Un chiste oportuno -apostilló el sumiller. - No es un chiste -le espetó Mr. Smith. - Touché -dijo el sumiller, por decir algo. - Tráiganos una botellla del primer vino que encuentre. - ¿Tinto o blanco? El Viejo miró a Mr. Smith. - ¿No hay término medio? - Rosado. - Buena idea. Mr. Smith aprobó cortésmente con la cabeza, y el sumiller se fue. - 

La gente nos mira -masculló Mr. Smith. Hicimos mal en venir. - Al contrario, son ellos los que hacen mal en mirarnos. Y el Viejo fue clavando la vista en los demás comensales, uno por uno, y uno por uno volvieron a ocuparse de su plato. 
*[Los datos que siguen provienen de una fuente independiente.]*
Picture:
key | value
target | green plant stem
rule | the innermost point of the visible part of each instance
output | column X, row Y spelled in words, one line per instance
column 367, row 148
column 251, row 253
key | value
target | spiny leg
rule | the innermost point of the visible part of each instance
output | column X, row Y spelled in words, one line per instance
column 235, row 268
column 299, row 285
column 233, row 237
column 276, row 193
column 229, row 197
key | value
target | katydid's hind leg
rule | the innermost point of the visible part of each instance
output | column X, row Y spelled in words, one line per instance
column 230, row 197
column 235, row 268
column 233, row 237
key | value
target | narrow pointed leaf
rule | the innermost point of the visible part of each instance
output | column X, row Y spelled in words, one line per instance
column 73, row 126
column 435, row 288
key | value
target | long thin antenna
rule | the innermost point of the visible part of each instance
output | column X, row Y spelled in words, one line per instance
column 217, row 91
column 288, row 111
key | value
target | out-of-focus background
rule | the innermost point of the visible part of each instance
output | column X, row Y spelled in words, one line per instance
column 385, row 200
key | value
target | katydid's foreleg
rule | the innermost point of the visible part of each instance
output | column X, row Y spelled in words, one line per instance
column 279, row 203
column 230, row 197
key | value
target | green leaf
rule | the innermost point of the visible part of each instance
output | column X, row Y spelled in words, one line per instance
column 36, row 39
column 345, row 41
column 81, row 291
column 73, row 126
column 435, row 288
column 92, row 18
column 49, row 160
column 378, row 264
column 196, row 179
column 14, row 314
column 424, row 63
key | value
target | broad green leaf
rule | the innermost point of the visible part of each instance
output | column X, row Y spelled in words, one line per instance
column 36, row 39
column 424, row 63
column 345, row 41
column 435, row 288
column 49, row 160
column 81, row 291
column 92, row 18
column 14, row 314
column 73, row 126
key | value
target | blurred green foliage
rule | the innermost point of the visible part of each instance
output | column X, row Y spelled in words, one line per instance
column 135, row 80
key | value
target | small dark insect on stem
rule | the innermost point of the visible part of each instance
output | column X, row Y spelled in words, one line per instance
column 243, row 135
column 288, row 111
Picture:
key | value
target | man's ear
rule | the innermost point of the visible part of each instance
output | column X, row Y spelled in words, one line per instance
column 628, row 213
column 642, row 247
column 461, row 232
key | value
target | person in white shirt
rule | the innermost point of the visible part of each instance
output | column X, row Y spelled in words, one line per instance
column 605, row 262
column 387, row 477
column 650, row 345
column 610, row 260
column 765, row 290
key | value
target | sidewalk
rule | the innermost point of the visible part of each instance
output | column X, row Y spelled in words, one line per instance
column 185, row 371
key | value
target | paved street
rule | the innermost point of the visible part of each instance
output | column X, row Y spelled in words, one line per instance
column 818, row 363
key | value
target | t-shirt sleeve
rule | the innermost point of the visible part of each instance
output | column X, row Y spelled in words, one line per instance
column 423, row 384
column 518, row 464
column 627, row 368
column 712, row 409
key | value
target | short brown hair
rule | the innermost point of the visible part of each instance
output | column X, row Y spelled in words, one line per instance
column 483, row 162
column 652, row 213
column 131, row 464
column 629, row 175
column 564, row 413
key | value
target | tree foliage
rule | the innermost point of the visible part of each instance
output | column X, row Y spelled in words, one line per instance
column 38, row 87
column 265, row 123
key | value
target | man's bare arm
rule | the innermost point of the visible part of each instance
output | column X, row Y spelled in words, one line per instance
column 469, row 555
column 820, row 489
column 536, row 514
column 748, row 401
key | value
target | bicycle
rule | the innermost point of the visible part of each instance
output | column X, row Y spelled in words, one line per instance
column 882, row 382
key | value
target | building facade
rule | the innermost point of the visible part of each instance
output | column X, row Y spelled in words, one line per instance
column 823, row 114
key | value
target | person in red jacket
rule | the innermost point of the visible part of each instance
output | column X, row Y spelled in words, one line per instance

La cena no fue precisamente un éxito. Ninguno de los dos llevaba el suficiente tiempo comiendo como para haberle cogido el gusto, y la espera entre platos se les hacía interminable. Había poco más que hacer que charlar, y cada vez que aquellos dos hablaban llamaban la atención. Aunque los demás comensales se habían visto cohibidos, tanto por la penetrante mirada del Viejo como por el ambiente lúgubre que había caído sobre el comedor -y que afectaba incluso al de ordinario insensible pianista, que dio varias notas discordantes en su versión de Granada y acabó por marcharse del comedor enjugándose la frente-, ahora dirigían miradas furtivas a los dos ancianos, a aquellas dos pequeñas tiendas de campaña, una negra, blanca la otra, armadas bajo el gesto asqueado de un tritón que, en una hornacina, escupía agua en una taza de mármol. - 

Habla de una vez -murmuró discretamente el Viejo. Contra lo que suele ocurrir, tu último reproche cuando salíamos de nuestras habitaciones fue tan sentido que me conmovió. No quiero que sufras, aunque puedas creer lo contrario.